1.) strategic positioning: you need to know where you come from and where you would like to go (in corporate world or in startup/Tech) only then you would be able to position yourself in networking, conferences, or become opinion/thought leader (if you are good at that/wish to become).

2.) network capital: in the guardian article above, it mentioned about strengthening alliances by helping them.. I would like to argue that 'networking capital' should be added to the equation, namely, if you are Reid Hoffman, making a call/email/introduction would be very much different than if it is from Bernie Madoff or even Lord Brown of ex BP now!?  but whilst an introduction or assistance by Lord Brown during his tenure as CEO of BP would have been very different (say in 2005, before his departure in 2007).

Therefore, I would like to argue that key to bear in mind is that your offer of assistance and thus likely return/investment of goodwill (for the future if the-aided would indeed return any favour, as this is not certain) would really depends on your "networking capital" which would probably be proportional to your business success so far, and/or the quality of your assistance.. of course, rule of thumb is that the more successful and respected you are, the more you can help others (should you wish to)

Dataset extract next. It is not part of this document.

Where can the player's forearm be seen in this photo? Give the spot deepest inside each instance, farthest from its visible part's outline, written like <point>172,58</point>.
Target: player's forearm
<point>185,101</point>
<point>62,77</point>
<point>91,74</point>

My suggestion therefore would be for those of you that might recognise that your own vulnerability, namely you WILL NOT stay in your position of power 'forever' (unless you own the private company with majority shareholding).. you should get out to network & when you can  help others (I know it is not worth your time now and you are too busy or too important).... one thing is for certain, you 'reap what you sow'... ;-)


Key excerpts below (would recommend you click through above to read the full article:

"Luckily, building your network doesn't have to be like that. Old-school networkers are transactional. They pursue relationships thinking solely about what other people can do for them. Relationship builders, on the other hand, try to help others first. They don't keep score. And they prioritise high-quality relationships over a large number of connections.

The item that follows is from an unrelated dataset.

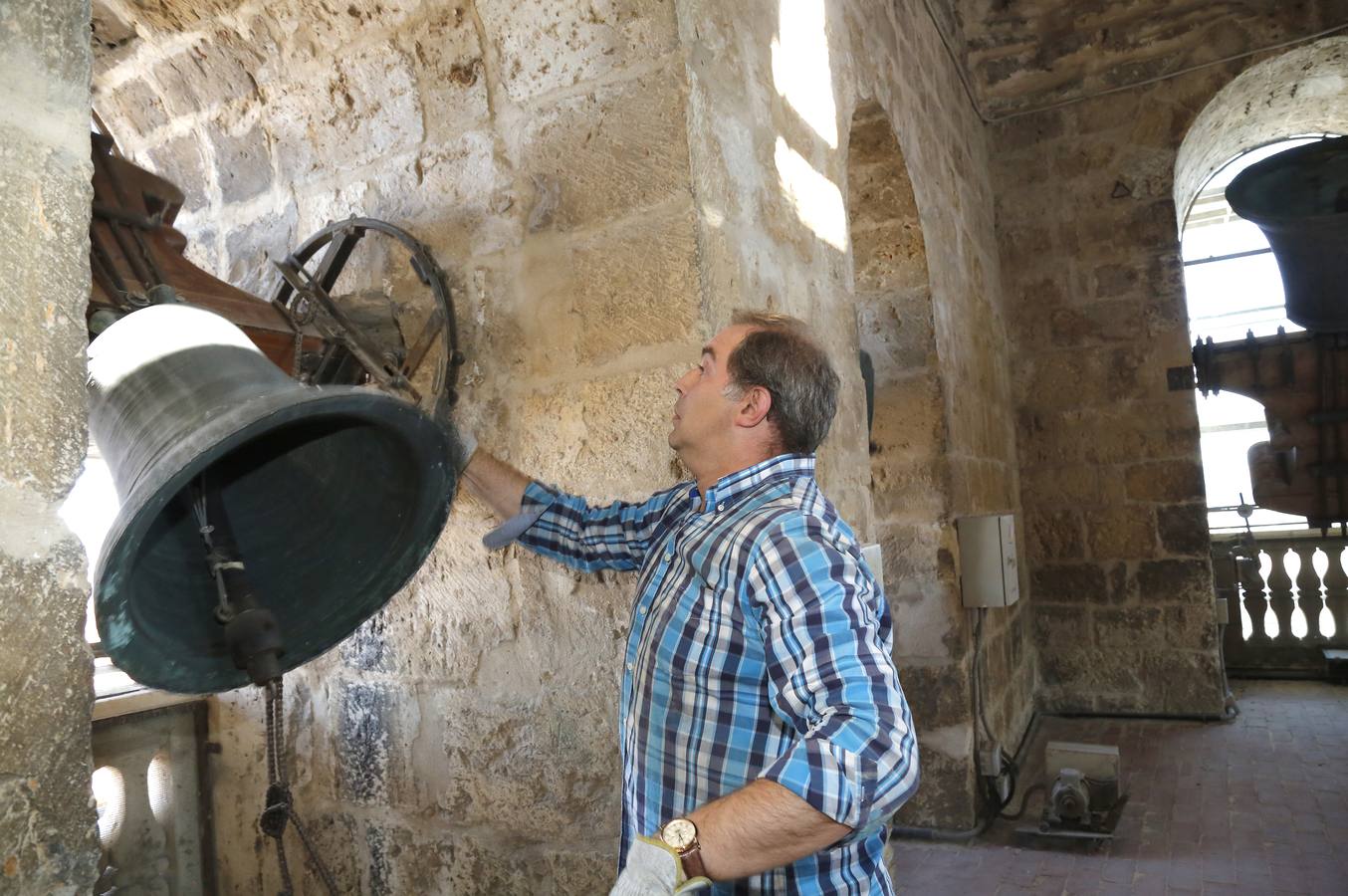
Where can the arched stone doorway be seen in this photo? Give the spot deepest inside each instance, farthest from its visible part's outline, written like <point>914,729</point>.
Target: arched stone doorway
<point>910,480</point>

Building a genuine relationship with another person depends on at least two abilities. The first is seeing the world from another person's perspective. No one knows that better than the skilled entrepreneur. Entrepreneurs succeed when they make stuff people will pay money for - and that means understanding what's going on in the heads of customers. Likewise, in relationships it's only when you put yourself in the other person's shoes that you begin to develop an honest connection.

The second ability is being able to think about how you can collaborate with and help the other person rather than thinking about what you can get. We're not suggesting that you be so saintly that a self-interested thought never crosses your mind. What we're saying is that your first move should always be to help. A study on negotiation found that a key difference between skilled and average negotiators was the time spent searching for shared interests and asking questions of the other person.

In contrast, the social networks of the people behind successful productions had a healthy balance: there were some strong ties, some weak ties. There was some established trust, but also enough new blood in the system to generate new ideas. Think of your network of relationships in the same way: the best professional network is both narrow/deep (allies with whom you collaborate regularly) and wide/ shallow (weak-tie acquaintances who offer fresh information and ideas)."